Settlement obtained for Suffolk woman following delayed diagnosis
Julie Crossley has obtained a settlement for a woman who suffered as a result of a delayed diagnosis of a blood clot in the brain.
Ms K was admitted to the James Paget University Hospital in Great Yarmouth for the birth of her first child. During labour, which included the use of an epidural anaesthetic, she developed a severe headache which continued to persist after the delivery.
A medical registrar diagnosed her with a puncture headache as a result of the epidural, despite an anaesthetist having confirmed that her symptoms did not fit this diagnosis.
Despite her ongoing headache, Ms K was discharged from hospital, however she was readmitted the following day after collapsing at home.
For several days Ms K experienced dizziness, loss of vision and vomiting. She was diagnosed with a tension headache and was once again discharged home.
The next day she was again readmitted to hospital with a severe headache, visual disturbance and weakness. She was referred to the neurology team for an MRI scan which found that Ms K had suffered an extensive blood clot in the brain.

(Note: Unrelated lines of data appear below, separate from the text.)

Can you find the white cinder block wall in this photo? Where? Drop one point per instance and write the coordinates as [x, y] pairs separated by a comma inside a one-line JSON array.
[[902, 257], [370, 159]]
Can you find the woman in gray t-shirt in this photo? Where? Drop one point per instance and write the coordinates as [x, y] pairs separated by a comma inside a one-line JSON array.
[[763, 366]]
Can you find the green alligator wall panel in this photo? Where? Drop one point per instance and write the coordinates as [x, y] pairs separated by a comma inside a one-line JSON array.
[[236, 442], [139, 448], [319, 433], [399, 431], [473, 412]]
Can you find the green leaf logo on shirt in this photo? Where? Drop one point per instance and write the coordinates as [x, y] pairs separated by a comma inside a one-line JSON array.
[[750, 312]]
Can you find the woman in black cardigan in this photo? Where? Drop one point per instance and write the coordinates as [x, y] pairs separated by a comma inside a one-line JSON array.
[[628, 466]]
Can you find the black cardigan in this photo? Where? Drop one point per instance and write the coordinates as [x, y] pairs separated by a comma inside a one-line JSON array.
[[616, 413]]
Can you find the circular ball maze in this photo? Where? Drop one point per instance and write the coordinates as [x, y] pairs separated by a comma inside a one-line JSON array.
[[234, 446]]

She was transferred to Addenbrooke’s hospital in Cambridge where she remained for five days.
The James Paget University Hospital has since acknowledged that the need for an MRI scan should have been recognised several days earlier than it was.
Julie Crossley, a medical negligence lawyer at Ashtons Legal, comments: “This was a difficult case relating to a young first-time mother who was wrongly diagnosed with a post-dural puncture headache which commenced during labour and continued following the delivery of her baby. There was a potential three to four day delay in undertaking a brain scan which subsequently meant that her treatment was delayed and she had to spend further time away from her baby.”